Attorney David Borer, general counsel for the AFGE in Washington, D.C., said he is sending one or two lawyers to Hawaii to assist the affected workers.

Borer said employees who were interviewed during the investigation were told little about its focus and were instructed not to talk about it. "The whole thing was pretty mysterious from the start," he said.

THE ALLEGATIONS FIRST surfaced in December when two TSA employees reported that luggage was allowed to go on flights without being screened or checked for explosives at Lobby 4.

Most of the flights where bags were not screened took off in the morning. Lobby 4 is used by Air Canada, Air New Zealand, Air Pacific, Alaska Air, All Nippon Airways, China Airlines, Delta Airlines, Jetstar Airways, Korean Air, Philippine Airlines, Qantas and WestJet.

Paul McElroy, a spokesman for Alaska Air, said his airline had no issues with TSA's processing of baggage.

Melendez said transportation security officers are required to operate explosive detection and explosive-trace detection systems. The job requires operation of machines, as well as checking bags by hand.

Temporary replacements for the 48 affected employees began working Friday. The process of hiring permanent replacements will begin "in the coming weeks," Melendez said. "But we need to go through due process, and the appeals process, for these people who are being proposed for removal. That process takes time, and when it's complete we'll begin hiring."

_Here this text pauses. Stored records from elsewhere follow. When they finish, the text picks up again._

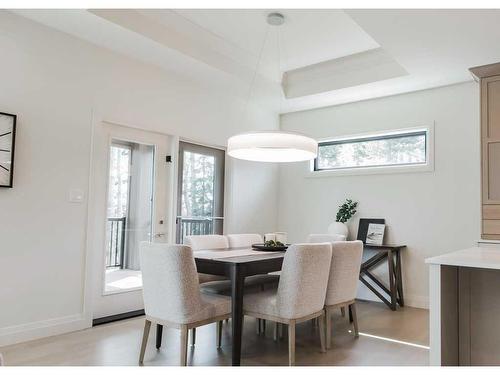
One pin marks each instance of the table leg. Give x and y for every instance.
(237, 288)
(159, 332)
(390, 259)
(399, 273)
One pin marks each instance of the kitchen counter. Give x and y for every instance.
(478, 257)
(464, 302)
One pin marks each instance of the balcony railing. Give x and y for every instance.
(192, 226)
(116, 245)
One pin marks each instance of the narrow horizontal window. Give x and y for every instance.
(400, 149)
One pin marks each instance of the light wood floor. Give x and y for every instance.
(386, 338)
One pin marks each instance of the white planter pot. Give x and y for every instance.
(338, 228)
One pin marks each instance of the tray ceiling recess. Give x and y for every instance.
(348, 71)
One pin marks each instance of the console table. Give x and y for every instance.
(391, 253)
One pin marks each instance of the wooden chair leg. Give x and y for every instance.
(159, 333)
(219, 333)
(291, 343)
(328, 328)
(354, 319)
(184, 343)
(193, 337)
(322, 332)
(145, 335)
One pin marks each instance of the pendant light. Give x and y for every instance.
(272, 146)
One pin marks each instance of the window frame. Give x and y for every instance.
(379, 169)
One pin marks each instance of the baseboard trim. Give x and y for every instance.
(117, 317)
(44, 328)
(411, 300)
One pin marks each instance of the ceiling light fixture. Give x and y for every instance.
(271, 146)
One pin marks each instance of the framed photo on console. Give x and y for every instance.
(7, 145)
(363, 227)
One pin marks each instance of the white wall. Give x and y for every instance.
(59, 87)
(433, 212)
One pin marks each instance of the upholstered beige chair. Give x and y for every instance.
(319, 238)
(207, 242)
(343, 282)
(243, 240)
(301, 291)
(172, 296)
(327, 237)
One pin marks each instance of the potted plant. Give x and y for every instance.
(346, 211)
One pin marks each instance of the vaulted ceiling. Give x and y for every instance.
(318, 57)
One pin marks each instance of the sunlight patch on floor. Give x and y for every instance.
(120, 280)
(393, 340)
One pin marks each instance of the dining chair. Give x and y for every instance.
(318, 238)
(327, 237)
(301, 292)
(172, 296)
(343, 282)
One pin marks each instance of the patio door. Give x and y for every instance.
(134, 188)
(200, 191)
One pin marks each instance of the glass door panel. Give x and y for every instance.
(129, 212)
(200, 199)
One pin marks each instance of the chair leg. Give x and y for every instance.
(159, 333)
(291, 343)
(184, 342)
(193, 337)
(354, 319)
(322, 332)
(145, 335)
(328, 328)
(219, 333)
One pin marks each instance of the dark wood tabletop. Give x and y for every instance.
(236, 264)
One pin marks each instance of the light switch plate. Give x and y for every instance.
(76, 195)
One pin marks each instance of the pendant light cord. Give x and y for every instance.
(255, 72)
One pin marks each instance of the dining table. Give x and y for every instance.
(237, 264)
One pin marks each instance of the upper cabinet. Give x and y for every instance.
(489, 80)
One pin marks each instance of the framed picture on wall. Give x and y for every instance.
(7, 145)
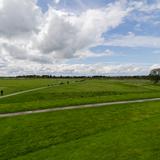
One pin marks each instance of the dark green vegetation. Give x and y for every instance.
(65, 92)
(119, 132)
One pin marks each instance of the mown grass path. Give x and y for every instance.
(77, 107)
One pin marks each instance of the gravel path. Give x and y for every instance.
(77, 107)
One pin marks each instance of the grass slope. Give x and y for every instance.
(76, 92)
(121, 132)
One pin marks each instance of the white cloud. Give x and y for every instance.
(57, 1)
(132, 40)
(64, 34)
(18, 17)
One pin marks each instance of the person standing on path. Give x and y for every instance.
(1, 92)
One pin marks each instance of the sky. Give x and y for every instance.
(79, 37)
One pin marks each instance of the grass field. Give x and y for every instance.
(121, 132)
(78, 91)
(117, 132)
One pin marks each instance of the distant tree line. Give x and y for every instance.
(89, 77)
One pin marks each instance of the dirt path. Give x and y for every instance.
(77, 107)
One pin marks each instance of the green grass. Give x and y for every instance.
(121, 132)
(75, 93)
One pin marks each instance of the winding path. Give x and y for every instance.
(77, 107)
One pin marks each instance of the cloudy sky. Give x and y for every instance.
(79, 37)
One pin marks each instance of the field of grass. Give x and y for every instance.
(78, 91)
(118, 132)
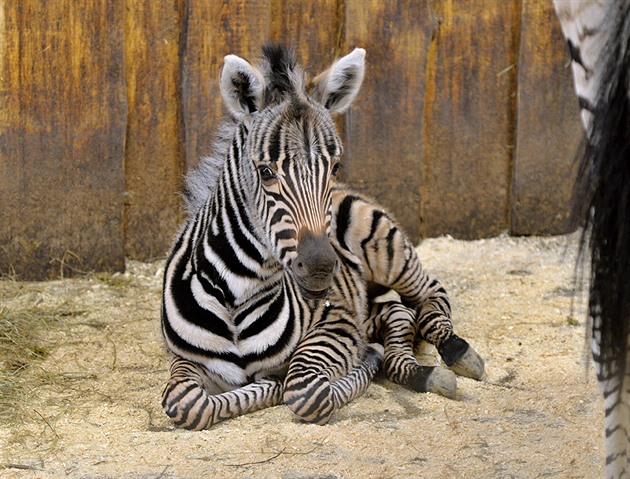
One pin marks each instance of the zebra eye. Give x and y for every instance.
(266, 173)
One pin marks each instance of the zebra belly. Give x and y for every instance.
(235, 345)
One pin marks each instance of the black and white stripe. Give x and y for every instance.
(598, 35)
(266, 288)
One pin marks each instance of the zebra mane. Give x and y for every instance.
(284, 78)
(201, 180)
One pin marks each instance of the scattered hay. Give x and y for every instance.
(24, 339)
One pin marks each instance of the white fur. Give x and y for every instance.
(233, 67)
(335, 81)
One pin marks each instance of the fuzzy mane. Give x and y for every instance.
(284, 78)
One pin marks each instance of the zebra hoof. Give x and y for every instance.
(374, 356)
(437, 380)
(470, 365)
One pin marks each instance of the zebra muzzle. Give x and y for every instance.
(315, 265)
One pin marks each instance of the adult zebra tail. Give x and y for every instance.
(606, 194)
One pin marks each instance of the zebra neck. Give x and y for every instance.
(229, 251)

Stanford Miyamoto, who serves as TSA's deputy area director, was named acting federal security director Friday, replacing Kajiyama.

This is not the first time that TSA workers in Hawaii have come under scrutiny.

In April, Dawn Nikole Keka, a lead TSA officer at Kona Airport, pleaded guilty in federal court to misdemeanor theft charges of stealing cash from Japanese travelers passing through her screening lane. She will be sentenced in July.

Keka was caught in a sting operation when a TSA special agent posing as a Japanese tourist went through Keka's lane with 13 marked $100 bills in a wallet in a Hello Kitty backpack.

After the publicity of Keka's arrest in March, other travelers and even some of Keka's former co-workers stepped forward with more theft accusations. One man claimed he lost $9,000.

The TSA conducted the sting and arrested Keka on March 11. She resigned the following Monday. She said she took two $100 bills from the undercover agent's backpack while searching it for contraband.